Mirix-AI · Jasonya · May 28, 2026 · May 17, 2026 · May 23, 2026 · May 28, 2026
diff --git a/.gitignore b/.gitignore
@@ -47,6 +47,10 @@ htmlcov/
 *.sqlite
 *.sqlite-journal
 test-results/
+
+# eval memory snapshots: PG dump + full Neo4j JSON export (~hundreds of MB
+# each, regenerable from a fresh ingest). Same rationale as results/.
+evals/snapshots/
 test_*.db
 *.log
 .persist
diff --git a/REVISION.md b/REVISION.md
@@ -0,0 +1,53 @@
+# isolate_revision
+
+Clean upstream base (`origin/main`, `b45563a`) **+ targeted memory fixes**, with
+**no dual-graph (v4/v5+) code**. 5 commits ahead of `origin/main`, 0 behind.
+
+Intended as a minimal, reproducible test base for LoCoMo / LongMemEval memory
+evaluation: upstream `main` plus only the fixes needed for correct episodic /
+semantic ingest and accurate token accounting.
+
+## What this branch adds
+
+### 1. MAB conflict-resolution + source provenance
+- ORM / schema: `episodic_memory.source_refs`, `semantic_memory.source_refs`
+  and `prior_values`, `users.turn_counter` / `users.chunk_counter`.

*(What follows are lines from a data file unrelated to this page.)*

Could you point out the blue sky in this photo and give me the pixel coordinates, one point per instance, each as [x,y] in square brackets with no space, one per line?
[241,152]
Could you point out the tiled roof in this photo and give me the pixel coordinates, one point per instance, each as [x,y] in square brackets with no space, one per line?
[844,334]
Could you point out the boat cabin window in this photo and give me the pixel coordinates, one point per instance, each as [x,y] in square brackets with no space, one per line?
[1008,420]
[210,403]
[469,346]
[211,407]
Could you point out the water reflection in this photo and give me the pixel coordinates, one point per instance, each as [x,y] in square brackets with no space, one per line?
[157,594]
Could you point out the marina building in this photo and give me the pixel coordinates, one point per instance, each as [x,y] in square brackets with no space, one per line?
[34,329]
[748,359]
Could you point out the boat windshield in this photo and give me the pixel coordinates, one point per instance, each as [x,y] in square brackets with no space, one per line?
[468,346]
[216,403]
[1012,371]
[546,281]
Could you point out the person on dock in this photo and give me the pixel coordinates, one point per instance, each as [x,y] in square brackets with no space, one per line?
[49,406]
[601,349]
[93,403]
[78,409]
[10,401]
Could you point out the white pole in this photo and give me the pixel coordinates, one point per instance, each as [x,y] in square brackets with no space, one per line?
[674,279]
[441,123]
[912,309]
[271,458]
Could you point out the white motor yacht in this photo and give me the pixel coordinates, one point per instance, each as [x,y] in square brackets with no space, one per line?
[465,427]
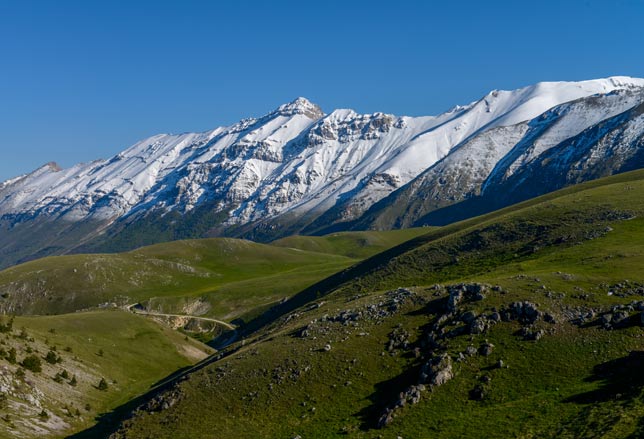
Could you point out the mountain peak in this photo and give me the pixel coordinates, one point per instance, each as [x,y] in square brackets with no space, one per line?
[301,106]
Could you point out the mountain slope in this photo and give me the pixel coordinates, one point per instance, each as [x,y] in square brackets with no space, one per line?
[485,161]
[294,169]
[532,330]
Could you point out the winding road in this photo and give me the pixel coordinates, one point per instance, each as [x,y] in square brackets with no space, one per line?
[158,314]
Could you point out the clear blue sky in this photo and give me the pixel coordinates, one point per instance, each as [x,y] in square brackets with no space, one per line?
[81,80]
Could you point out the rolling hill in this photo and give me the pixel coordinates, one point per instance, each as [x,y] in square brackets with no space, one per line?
[522,322]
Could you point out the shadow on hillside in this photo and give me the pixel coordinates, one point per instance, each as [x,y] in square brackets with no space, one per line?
[388,392]
[621,384]
[621,378]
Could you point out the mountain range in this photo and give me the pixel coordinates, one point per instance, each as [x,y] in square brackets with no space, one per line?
[298,170]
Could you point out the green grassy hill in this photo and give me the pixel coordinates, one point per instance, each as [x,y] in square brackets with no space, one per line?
[221,277]
[357,245]
[526,322]
[129,352]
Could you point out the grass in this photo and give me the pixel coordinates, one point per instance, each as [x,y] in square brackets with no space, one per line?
[114,345]
[563,251]
[356,245]
[222,278]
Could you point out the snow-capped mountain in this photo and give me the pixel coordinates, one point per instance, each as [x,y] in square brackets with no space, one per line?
[485,161]
[298,169]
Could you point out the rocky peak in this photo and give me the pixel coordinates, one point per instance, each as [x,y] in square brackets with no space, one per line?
[301,106]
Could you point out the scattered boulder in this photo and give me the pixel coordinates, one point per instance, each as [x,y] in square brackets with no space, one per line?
[486,348]
[437,371]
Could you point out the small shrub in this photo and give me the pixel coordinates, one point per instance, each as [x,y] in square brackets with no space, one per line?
[52,357]
[32,363]
[11,356]
[6,327]
[102,385]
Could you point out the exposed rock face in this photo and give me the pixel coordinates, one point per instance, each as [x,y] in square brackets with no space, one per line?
[299,170]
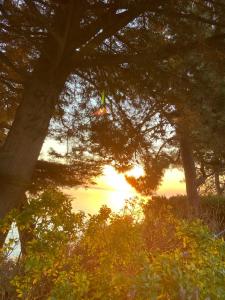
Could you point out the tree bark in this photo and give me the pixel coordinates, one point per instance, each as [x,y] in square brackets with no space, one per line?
[219,190]
[189,170]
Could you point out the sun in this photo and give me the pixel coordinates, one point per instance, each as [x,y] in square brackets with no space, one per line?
[120,190]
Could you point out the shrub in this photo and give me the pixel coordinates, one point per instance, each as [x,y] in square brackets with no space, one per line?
[115,256]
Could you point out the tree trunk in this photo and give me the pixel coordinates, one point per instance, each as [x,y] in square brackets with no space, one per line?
[189,170]
[219,190]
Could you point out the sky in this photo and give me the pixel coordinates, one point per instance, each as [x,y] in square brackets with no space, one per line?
[112,189]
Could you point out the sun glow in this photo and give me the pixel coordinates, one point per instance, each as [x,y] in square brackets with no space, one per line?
[120,190]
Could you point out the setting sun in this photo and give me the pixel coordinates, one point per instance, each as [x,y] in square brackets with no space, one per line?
[120,190]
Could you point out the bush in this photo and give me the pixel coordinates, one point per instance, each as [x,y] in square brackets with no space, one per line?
[117,256]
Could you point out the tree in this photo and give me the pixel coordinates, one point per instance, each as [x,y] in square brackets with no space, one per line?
[57,39]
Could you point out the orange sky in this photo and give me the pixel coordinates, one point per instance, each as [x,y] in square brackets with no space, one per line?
[112,189]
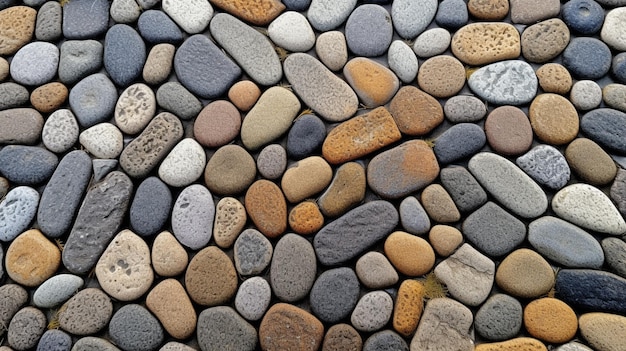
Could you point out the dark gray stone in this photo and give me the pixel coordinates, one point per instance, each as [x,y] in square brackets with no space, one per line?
[99,218]
[354,232]
[61,197]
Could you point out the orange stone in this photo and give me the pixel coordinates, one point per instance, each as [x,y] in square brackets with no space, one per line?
[360,136]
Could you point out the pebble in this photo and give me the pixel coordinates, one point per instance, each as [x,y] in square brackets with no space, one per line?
[87,312]
[20,126]
[220,326]
[325,15]
[211,278]
[133,327]
[68,182]
[550,320]
[524,273]
[499,318]
[334,294]
[438,330]
[105,204]
[103,140]
[588,207]
[252,252]
[31,258]
[93,100]
[410,18]
[35,64]
[27,165]
[287,327]
[482,43]
[169,257]
[375,271]
[169,302]
[270,117]
[432,79]
[78,59]
[253,298]
[85,19]
[505,83]
[332,50]
[508,184]
[545,40]
[332,248]
[252,50]
[372,312]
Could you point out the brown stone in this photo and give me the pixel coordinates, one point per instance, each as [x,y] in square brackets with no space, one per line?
[171,305]
[267,208]
[360,136]
[415,112]
[287,327]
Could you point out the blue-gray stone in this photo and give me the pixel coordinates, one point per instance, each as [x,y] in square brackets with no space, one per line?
[124,54]
[334,294]
[62,195]
[591,290]
[354,232]
[133,327]
[157,27]
[493,230]
[85,19]
[305,136]
[369,30]
[606,127]
[203,68]
[27,165]
[93,100]
[151,207]
[565,243]
[460,141]
[582,50]
[583,16]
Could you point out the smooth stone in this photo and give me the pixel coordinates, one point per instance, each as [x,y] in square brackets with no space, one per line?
[402,61]
[325,15]
[203,68]
[253,298]
[84,19]
[332,248]
[135,108]
[78,59]
[588,207]
[133,327]
[211,278]
[169,302]
[27,165]
[372,312]
[220,326]
[293,268]
[526,274]
[87,312]
[253,51]
[270,117]
[252,252]
[375,271]
[326,94]
[565,243]
[99,218]
[174,97]
[35,63]
[62,195]
[147,150]
[192,216]
[505,83]
[93,100]
[499,318]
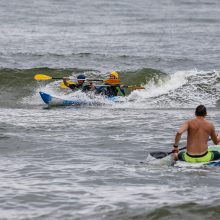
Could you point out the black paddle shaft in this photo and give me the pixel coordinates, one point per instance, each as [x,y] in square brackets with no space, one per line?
[160,155]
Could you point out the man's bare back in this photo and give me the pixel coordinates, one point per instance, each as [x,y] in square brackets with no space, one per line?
[198,132]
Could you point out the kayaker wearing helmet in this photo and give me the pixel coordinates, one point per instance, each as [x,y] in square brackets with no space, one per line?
[112,89]
[79,84]
[198,132]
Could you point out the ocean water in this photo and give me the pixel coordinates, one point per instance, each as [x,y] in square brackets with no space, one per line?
[88,162]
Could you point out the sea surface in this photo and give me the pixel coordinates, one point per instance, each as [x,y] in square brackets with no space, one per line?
[89,162]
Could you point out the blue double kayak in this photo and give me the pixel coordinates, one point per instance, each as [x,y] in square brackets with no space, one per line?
[51,100]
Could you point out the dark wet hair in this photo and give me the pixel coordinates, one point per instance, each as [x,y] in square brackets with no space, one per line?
[200,110]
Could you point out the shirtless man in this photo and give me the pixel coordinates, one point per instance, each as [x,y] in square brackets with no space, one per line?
[198,132]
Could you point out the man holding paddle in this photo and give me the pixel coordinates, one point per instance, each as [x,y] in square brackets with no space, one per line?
[198,132]
[110,89]
[79,84]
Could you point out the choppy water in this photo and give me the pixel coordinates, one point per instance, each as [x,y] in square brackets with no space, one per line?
[84,162]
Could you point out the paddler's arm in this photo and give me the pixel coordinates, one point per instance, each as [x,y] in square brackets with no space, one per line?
[65,81]
[71,85]
[179,133]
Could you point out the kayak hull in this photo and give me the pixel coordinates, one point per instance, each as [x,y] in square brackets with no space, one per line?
[57,101]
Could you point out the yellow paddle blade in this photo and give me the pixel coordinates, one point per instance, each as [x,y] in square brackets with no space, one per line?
[135,87]
[112,81]
[63,86]
[42,77]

+- Deterministic semantic-insert conflict resolution, gated per meta-agent by
+  `enable_conflict_resolution`; legacy free-form insert stays the default.
+- Source provenance (turn_id / chunk_id / serial / occurred_at) flows from
+  `/memory/add` through to stored records.
+- `UserManager.reserve_source_ids`, `semantic_memory_upsert_fact` tool,
+  MetaAgent prompt augmentation.
+- Design docs: `docs/mab_conflict_resolution_and_provenance.md`,
+  `docs/mab_raw_chunk_side_channel.md`, `docs/mab_user_id_isolation_fix.md`.
+
+### 2. Three retrieval / ingest fixes
+- **pgvector SELECT**: the episodic & semantic embedding-search built an
+  explicit column list that omitted `source_refs` (+ `prior_values` on the
+  semantic side). Those are non-nullable List fields, so `to_pydantic()`
+  received `None` → every search threw a Pydantic `ValidationError` and
+  silently returned no memories. Added them to the `select()` column lists.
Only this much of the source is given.